Thursday, October 22, 2009

Analysis of the "MapReduce Online" paper

I recently came across a paper entitled MapReduce Online” written by Tyson Condie, Neil Conway, Peter Alvaro, Joe Hellerstein, Khaled Elmeleegy, and Russell Sears at Berkeley (University of California). Since I’m very interested in Hadoop-related research (see my group’s work on HadoopDB) and this Berkeley group have historically produced reliably good research papers, I immediately downloaded the paper and read it carefully. The paper demonstrates the impact of several improvements the group made to Hadoop for interactive queries, and since Hadoop is becoming increasingly popular, I expect this paper to have wide interest. Therefore, I think it might be useful to post a summary of the paper and some analysis on this blog. If you have also read this paper, I encourage discussion in the comment thread of this post.

Overview

The authors argue that since MapReduce’s (and therefore Hadoop’s) roots are in batch processing, design decisions were made that are cause problems as Hadoop gets used more and more for interactive query processing. The main problem the paper addresses is how data is transferred between operators --- both between ‘Map’ and ‘Reduce’ operators within a job, and also across multiple MapReduce jobs. This main problem has two subproblems:

  1. Data is pulled by downstream operators from upstream operators (e.g., a Reduce task requests all the data it needs from predecessor Map tasks) instead of pushed from upstream operators to downstream operators.
  2. Every MapReduce operator is a blocking operator. Reduce tasks cannot begin until Map tasks are finished, and Map tasks for the next job cannot get started until the Reduce tasks from the previous job have completed.

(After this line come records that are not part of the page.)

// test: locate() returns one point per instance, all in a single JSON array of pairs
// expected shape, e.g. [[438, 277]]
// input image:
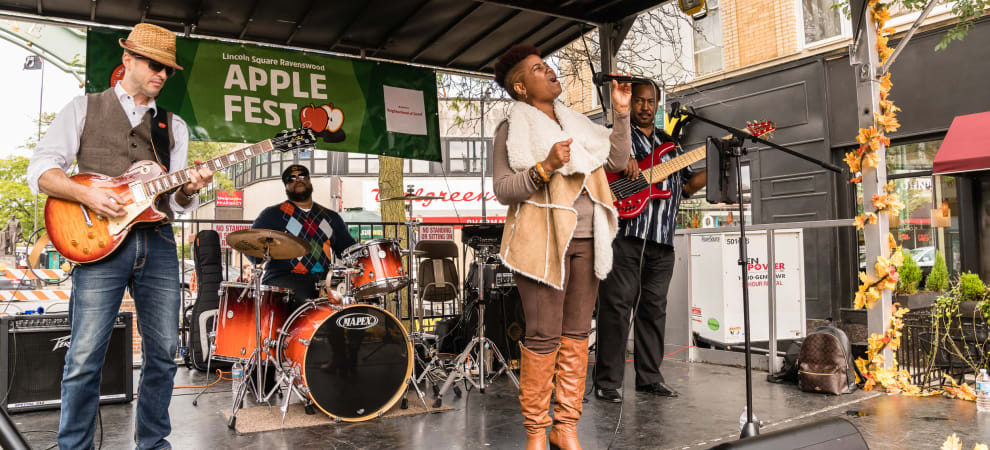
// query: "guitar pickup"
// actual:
[[137, 192]]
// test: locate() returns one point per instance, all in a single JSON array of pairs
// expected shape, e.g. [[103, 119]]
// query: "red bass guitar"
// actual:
[[630, 197], [83, 236]]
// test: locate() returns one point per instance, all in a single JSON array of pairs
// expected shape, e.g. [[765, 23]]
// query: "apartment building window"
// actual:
[[822, 22], [708, 41]]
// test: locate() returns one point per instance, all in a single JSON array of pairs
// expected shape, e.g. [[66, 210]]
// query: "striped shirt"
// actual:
[[658, 220]]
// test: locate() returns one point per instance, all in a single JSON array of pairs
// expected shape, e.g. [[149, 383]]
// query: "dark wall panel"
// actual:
[[785, 188], [931, 87]]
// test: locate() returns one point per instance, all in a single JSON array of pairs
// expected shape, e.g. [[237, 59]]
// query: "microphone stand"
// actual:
[[734, 151]]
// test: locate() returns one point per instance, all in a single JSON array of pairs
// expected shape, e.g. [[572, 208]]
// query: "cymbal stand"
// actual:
[[480, 341], [255, 362], [417, 336]]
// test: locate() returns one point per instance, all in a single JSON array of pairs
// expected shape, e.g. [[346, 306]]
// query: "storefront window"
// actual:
[[708, 41], [911, 158], [696, 212], [822, 22], [920, 227]]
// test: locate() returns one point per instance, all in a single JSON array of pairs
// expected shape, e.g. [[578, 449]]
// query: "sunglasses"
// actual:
[[155, 66], [298, 176]]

The paper does not really distinguish between these two subproblems, but for the purposes of this discussion, I think it is best to separate them.

Subproblem 2 causes issues for interactive queries for four reasons:

  • It eliminates opportunities for pipelined parallelism (where, e.g., Map and Reduce tasks from the same job can be running simultaneously). There are some cases (such as the example query in the paper --- more on that later) where pipelined parallelism can significantly reduce query latency.
  • It causes spikes in network utilization (there is no network traffic until a Map task finishes, and then the entire output must be sent at once to the Reduce nodes). This is particularly problematic if Map tasks across nodes in a cluster are synchronized
  • When every operator is a blocking operator, it is impossible to get early estimations of a query result until the very end of query execution. If data instead can be pipelined through query operators as it is processed, then we can start receiving query results almost immediately, and these early query results might be sufficient for the end user, who can then stop the query before it runs to completion.
  • If the Map part of a MapReduce job reads from a continuous (and infinite) data source instead of from a file, no operator ever “completes”, so a blocking operator that doesn’t produce results until it completes is entirely useless.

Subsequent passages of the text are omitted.